A telecommuting trial-run can generate questions that need to be answered, identify what software or office supplies need to be made available and what training and documentation need to be developed to prepare employees to work from home or in a co-working space.
During or after your test, encourage participating employees to share their observations. Ask for feedback on things like:
What office supplies were needed to work remotely? For example, were company stationery and a selection of FedEx delivery labels and boxes needed? How can those supplies be restocked?
What are the steps to gain remote access to company files?
What software, URLs and telephone numbers are needed to communicate through email, video conference and file sharing systems?
What are the work-arounds if a system or software goes down?

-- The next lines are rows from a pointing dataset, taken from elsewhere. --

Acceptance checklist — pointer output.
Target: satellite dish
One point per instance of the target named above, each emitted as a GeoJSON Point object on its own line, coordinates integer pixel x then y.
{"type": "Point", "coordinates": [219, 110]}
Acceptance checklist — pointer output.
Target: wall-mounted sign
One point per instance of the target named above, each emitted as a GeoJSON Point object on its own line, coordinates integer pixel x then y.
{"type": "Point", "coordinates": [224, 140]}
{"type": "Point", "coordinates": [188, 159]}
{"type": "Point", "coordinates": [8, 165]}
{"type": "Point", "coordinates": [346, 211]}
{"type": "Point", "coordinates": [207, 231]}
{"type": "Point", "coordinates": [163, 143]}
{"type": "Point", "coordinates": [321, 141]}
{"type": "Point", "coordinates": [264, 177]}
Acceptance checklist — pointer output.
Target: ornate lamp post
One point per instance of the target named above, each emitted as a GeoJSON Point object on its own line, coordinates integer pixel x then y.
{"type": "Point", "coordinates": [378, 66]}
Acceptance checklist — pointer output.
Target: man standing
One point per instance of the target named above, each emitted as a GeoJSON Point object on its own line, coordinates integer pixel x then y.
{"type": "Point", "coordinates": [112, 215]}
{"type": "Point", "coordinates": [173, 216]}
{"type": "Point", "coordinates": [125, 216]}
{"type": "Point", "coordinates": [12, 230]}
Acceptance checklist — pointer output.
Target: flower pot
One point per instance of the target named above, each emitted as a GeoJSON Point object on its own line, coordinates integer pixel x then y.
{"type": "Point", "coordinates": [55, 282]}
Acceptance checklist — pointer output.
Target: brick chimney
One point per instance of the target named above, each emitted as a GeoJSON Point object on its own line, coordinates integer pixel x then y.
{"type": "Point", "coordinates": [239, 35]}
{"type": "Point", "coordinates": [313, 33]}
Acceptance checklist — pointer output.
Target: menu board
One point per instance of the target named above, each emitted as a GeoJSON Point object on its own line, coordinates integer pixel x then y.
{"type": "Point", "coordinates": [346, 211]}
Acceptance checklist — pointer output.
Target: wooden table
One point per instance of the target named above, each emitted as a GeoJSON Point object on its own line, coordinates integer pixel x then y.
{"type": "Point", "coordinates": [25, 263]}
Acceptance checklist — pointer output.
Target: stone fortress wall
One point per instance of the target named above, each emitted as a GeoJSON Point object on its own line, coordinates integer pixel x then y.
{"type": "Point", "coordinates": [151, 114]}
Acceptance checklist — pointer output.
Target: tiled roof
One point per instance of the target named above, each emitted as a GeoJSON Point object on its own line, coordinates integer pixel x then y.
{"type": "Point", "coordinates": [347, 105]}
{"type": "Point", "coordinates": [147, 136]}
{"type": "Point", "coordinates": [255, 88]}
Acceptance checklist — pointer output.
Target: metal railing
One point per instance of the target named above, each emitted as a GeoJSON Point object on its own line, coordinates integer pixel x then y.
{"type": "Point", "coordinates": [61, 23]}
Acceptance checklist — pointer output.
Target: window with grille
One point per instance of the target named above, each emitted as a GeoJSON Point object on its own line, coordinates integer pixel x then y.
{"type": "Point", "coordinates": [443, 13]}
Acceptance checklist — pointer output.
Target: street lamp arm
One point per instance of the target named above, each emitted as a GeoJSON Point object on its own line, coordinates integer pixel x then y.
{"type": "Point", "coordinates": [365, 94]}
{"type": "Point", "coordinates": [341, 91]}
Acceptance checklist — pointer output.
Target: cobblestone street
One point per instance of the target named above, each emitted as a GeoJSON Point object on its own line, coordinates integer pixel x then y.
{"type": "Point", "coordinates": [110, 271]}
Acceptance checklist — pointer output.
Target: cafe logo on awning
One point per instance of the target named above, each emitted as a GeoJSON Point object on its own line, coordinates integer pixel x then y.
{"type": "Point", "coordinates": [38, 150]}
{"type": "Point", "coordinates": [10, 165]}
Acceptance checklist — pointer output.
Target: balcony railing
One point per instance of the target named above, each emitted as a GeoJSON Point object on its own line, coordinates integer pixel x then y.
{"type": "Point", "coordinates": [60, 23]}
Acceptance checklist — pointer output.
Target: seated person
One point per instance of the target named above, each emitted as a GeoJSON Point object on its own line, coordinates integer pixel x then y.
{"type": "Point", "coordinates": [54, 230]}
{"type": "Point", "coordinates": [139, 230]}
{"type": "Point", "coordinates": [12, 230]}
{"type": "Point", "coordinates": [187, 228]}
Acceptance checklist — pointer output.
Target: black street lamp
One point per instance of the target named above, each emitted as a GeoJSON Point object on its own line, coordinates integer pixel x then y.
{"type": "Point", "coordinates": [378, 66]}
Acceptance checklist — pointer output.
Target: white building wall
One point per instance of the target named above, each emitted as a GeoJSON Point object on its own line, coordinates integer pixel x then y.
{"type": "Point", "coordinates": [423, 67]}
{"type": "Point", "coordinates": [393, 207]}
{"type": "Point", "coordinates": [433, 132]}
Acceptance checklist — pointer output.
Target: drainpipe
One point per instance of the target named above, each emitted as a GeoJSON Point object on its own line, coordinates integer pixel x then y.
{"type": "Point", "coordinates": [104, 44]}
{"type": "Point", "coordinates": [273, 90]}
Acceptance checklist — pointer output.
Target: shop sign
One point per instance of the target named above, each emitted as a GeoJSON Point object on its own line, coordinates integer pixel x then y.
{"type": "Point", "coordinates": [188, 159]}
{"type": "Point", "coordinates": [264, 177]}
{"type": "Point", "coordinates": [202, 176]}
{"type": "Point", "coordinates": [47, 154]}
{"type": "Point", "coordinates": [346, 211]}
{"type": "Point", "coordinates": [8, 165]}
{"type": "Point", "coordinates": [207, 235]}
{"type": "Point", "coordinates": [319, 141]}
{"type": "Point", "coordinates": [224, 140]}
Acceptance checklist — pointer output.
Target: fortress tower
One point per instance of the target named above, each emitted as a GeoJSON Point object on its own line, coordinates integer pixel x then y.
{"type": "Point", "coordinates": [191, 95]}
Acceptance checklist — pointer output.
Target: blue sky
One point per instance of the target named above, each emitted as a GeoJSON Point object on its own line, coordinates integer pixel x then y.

Does the company’s current technology operate smoothly in a remote situation? Are upgrades or different technology needed? Are there firewall issues?
What are the annoyances and difficulties of working remotely and can these be resolved?
4. Building remote into your culture
It’s important to make sure remote workers can participate in your culture and feel a part of your company. This, again, requires thought and planning.
What’s more important – speed or quality of work?
How does your team communicate most often – by email, phone or in person?
How does visibility and meeting conduct impact an employee’s rise in the company?
How much does your team work? 40 hours? 80 hours?
The answers to these questions will help you as you manage remote employees.
When getting started with telecommuting, you need to remember that out-of-sight doesn’t mean out-of-mind. You need to schedule regular check-in calls or in-person meetings, depending on the job.
Since nothing beats face-to-face time, you also need to arrange for remote workers to join in a team activity or meeting. Again, it depends on the job and your culture whether these whole-team events take place weekly or twice a year.
Other ideas for remote team-building include:
Pair remote workers with a different “buddy” weekly or monthly to encourage social interaction.
Provide funds for remote workers to sponsor relevant, professional meetings where they live.
Try out having remote happy hours, where the entire staff or a team connects on one video call to just hang out and have fun.
With planning and the right technology, you may find superstar employees who work far outside your old geographic boundaries.